A metro ride, a shared-auto ride and a walk through a lane with fluttering red flags away, this was a world where children of factory workers bounced along to the music of Pete Seeger, and anti-imperialist songs played through the night on a shaky harmonium.

Much before words like ‘art’, or ‘curate’ became elite preserves, punctuating conversations in wine-and-cheese soirees of post-liberalisation India, the revolutionary theatre activist Safdar Hashmi had dreamt of a janotsav; a cultural festival that would bring together the working class. The idea was to see the working class as the true progenitors of art and art as born from human labour. Hashmi, along with his troupe Jana Natya Manch (Janam), was performing a play Halla Bol in Jhandapur village in Sahibabad, on the outskirts of Delhi, on January 1, 1989 when he was attacked mid-performance; he died three days later. After the incident, the play, indeed the words halla bol, became the war cry for protest and resistance for workers’ groups across the country. In a fitting tribute to Hashmi and his legacy, 25 years after his death, his dream was realised, and his life relived in song, over the three-day Halla Bol festival in Delhi, conceptualised, curated, and performed by workers, and organised by Centre of Indian Trade Unions (CITU). The overarching theme was “not folk art, or dying art or traditional art, it was any art performed by worker-performers,” says Sudhanva Deshpande, from Janam, which provided logistical support to CITU. The three days were filled with progressive and protest music, qawwali, local forms like Ragini (a folk form from Haryana, performed by Suresh Pal and Party), Alha (a martial ballad from Bundelkhand, performed by Gangaram and Party), songs of birha (performed by Shambhunath Yadav and Sangeeta Sargam); acrobatics (Shekhar and Mukesh from Kathputli Colony) and magic (by the popular Ishamuddin, Kathputli Colony).

Minutes into the first day of the Halla Bol festival, women and children, in their best clothes, tentatively crowded into Ambedkar Park. Announcing the opening act — Ashok Band from Ghaziabad — CITU’s KM Tiwari declared how art is a great vehicle for spreading the message of the revolution.
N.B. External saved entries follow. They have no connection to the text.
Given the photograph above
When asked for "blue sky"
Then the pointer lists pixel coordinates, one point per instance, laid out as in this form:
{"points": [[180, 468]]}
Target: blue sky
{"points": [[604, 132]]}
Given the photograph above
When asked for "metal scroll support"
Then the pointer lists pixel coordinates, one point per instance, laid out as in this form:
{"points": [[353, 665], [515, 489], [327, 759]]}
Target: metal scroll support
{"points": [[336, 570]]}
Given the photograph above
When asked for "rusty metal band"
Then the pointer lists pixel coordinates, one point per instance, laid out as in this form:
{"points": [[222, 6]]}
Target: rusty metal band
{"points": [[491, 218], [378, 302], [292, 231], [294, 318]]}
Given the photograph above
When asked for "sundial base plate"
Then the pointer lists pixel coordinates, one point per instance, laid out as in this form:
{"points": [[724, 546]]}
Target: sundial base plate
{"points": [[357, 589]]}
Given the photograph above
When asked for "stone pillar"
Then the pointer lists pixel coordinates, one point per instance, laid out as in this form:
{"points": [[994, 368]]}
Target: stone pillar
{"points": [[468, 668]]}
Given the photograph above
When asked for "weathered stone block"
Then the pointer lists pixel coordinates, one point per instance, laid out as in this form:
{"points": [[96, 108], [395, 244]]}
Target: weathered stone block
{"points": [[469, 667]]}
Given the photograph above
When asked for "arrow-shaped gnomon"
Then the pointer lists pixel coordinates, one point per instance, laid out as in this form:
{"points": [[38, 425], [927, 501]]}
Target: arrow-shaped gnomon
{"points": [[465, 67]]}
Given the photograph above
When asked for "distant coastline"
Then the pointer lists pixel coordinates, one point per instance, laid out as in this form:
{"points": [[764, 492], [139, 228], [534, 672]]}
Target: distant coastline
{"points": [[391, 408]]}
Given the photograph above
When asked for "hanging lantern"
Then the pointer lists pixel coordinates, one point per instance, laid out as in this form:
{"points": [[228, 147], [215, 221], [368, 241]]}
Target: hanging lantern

A few minutes later, a cluster of children found themselves swaying to a mesmerising, albeit slightly tinny version of a song that’s rocked protests from the American Civil Right’s Movement, to the Iraq War to Delhi University post-Godhra: Bob Dylan’s Blowin’ in the Wind . The band followed this up with songs of Turkish poet Nazim Hikmet and Paul Robeson’s song John Henry — an old American ballad about a railway worker John Henry who, in an attempt to save his job, defeats a machine, but dies thereafter. The next performer, all piercing voice and gut-wrenching lyrics, was Ratan Gambhir, whose songs lament against capitalism, American Imperialism, and rally for the working class. While one category of performers kept to progressive songs, attempting to inspire the working class, another set, sang original compositions on Hashmi’s life. For instance, the birha composition by Shambhunath Yadav fit Hashmi’s earthy, lived reality, into a poetic, epic-hero format. Stringing together the facts of Hashmi’s being — his life, jobs, theatre — Yadav embellished it with imagined tales of what might have been. Alha, the martial ballad form, had performers composing original songs in Hashmi’s memory, and reimagining his life as a martial hero.

Perhaps the most incongruous act of the entire event was the French band Imperiel Kirkistan, which had invited itself to the festival and didn’t have quite the working class roots as the others. IK which apologetically describes itself as a “lesser-known band in France” stormed the Pete Seeger Manch (as the stage had been named) with their horn-playing and gibberish lyrics. The park was soon jam-packed with people from the area, and the band delivered the final punch: a jam session with Ashok Band, where one of the French gibberish singers, suddenly broke into Hindi lyrics. This was followed up by the two bands jamming to Blowin’ in the Wind , which drove the crowd berserk. Wrapping up three days of music and late-nights, Radhika, wife of a factory worker weighed in on her favourite performance. “I should say Ragini because it’s from my region, but this Ragini performance was done by Haryanvi farmers, so I couldn’t understand the lyrics. We’re from Ayodhya,” she says. “But I loved the bands. Especially the song at the end,” she says.

Take a bow Dylan, this answer, my friend, is not blowin’ in the wind.